I have to ask, at this point, why does the West still support Ukraine? Yes, it's very convenient that Ukraine is willing to destroy itself to hurt Russia. But, as a utilitarian, I am very skeptical of the benefits of "grand strategy" type decisions like this. The world is complicated. If we let Putin have the Russian-speaking parts of Ukraine will he then demand the Polish-speaking parts of Poland? No. It's not like this war has been a resounding success. Furthermore, he could die tomorrow.

But the deaths suffered by Ukrainian conscripts (and yes Russian conscripts too) are very real. We are trading the deaths of real people for theoretical future benefits. And we are destroying an entire country in the process. Why not go to the bargaining table and end this cruel and pointless war?

he population of Russia dipped during WWII by about 10%

I don't have much substantial to add but just wanted to note that I hadn't seen Russian casualties during WWII laid out in percentage terms and I was honestly shocked it is this low. If WWII is somewhat a story of the US's vast industrial capacity and Russia vast population capacity combining together it was fascinating to see it laid out in such stark terms.

Presumably they were furiously procreating during those years as well! So the decline would have been much more if not for that. And young men were hit much harder as they always are. Nearly 80% of boys born in 1922 wouldn't survive until 1946!

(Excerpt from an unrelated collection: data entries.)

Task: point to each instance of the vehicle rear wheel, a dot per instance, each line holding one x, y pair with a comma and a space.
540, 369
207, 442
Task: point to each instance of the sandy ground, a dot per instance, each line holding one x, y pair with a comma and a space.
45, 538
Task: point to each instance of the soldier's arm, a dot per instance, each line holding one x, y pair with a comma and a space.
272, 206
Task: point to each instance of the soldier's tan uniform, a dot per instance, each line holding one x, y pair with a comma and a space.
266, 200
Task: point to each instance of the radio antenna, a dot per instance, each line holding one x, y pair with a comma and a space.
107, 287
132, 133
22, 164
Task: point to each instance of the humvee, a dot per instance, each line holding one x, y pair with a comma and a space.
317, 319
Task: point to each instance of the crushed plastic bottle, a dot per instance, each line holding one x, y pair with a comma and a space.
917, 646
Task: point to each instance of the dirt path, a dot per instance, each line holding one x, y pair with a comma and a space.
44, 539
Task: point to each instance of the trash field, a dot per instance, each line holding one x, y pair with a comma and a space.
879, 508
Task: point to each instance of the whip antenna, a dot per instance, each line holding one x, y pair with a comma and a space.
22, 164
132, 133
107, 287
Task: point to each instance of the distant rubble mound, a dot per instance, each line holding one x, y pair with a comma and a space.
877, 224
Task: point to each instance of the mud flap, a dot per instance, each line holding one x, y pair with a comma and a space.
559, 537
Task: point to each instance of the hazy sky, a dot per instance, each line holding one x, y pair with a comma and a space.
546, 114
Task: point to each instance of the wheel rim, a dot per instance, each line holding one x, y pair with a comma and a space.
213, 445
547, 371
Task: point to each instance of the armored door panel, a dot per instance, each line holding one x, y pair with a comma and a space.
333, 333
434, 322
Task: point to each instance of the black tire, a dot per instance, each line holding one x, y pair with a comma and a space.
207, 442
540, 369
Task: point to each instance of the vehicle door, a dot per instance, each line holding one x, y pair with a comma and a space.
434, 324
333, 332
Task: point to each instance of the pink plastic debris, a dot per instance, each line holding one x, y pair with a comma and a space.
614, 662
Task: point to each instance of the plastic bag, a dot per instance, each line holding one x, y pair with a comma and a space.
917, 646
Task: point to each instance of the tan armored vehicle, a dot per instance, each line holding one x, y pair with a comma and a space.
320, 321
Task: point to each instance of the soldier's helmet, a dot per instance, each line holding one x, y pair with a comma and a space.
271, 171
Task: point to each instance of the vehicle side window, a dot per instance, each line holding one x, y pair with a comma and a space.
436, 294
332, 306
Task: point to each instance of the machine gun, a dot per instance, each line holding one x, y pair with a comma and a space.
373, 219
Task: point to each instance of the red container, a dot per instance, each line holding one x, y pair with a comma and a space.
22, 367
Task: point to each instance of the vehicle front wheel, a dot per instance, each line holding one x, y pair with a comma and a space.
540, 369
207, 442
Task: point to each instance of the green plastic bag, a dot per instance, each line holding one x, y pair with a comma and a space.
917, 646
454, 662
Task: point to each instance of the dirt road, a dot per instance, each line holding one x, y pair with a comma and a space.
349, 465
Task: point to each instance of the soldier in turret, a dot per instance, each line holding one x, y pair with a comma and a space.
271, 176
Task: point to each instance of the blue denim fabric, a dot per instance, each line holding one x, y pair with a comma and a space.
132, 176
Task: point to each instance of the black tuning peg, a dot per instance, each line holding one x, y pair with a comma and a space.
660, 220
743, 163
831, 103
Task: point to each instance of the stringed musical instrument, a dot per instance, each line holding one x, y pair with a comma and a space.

Conflict tends to increase the TFR. But I bet this one will be different. Emigration is such an attractive alternative to staying and fighting/breeding.

I'm actually interested to see how the mirror question of this will affect Russian population. Between white collar flight at the outbreak (see our own «» enthusiast), depending on whose numbers you use casualty rates approaching that 10% of population mark (US estimate 120k, UN population at 144mn) with a similar though not quite as bad population pyramid as the rest of the developed world, how Russia as country of Russians will come out of this win or lose will be interesting and likely different from before.

That's the flipside. But the fact that Russia has been able to hold its own despite huge aid from Western countries ($100 billion? $200 billion?) means that once the Western aid is withdrawn, it's over. Russia has 4x the population and infinite natural resources to sell to China.

It was over when the sanctions failed, IMO. Russia is having no problem selling its oil. We live in a multi-polar world now with China able to defy the US with zero consequences.

(p.s. You are off by two orders of magnitude on the casualty numbers. 0.1% not 10%).

Isn't 120k/144m more like 0.1% than 10%?

Yeah, messed that up using the comma separator as a bad indexing point.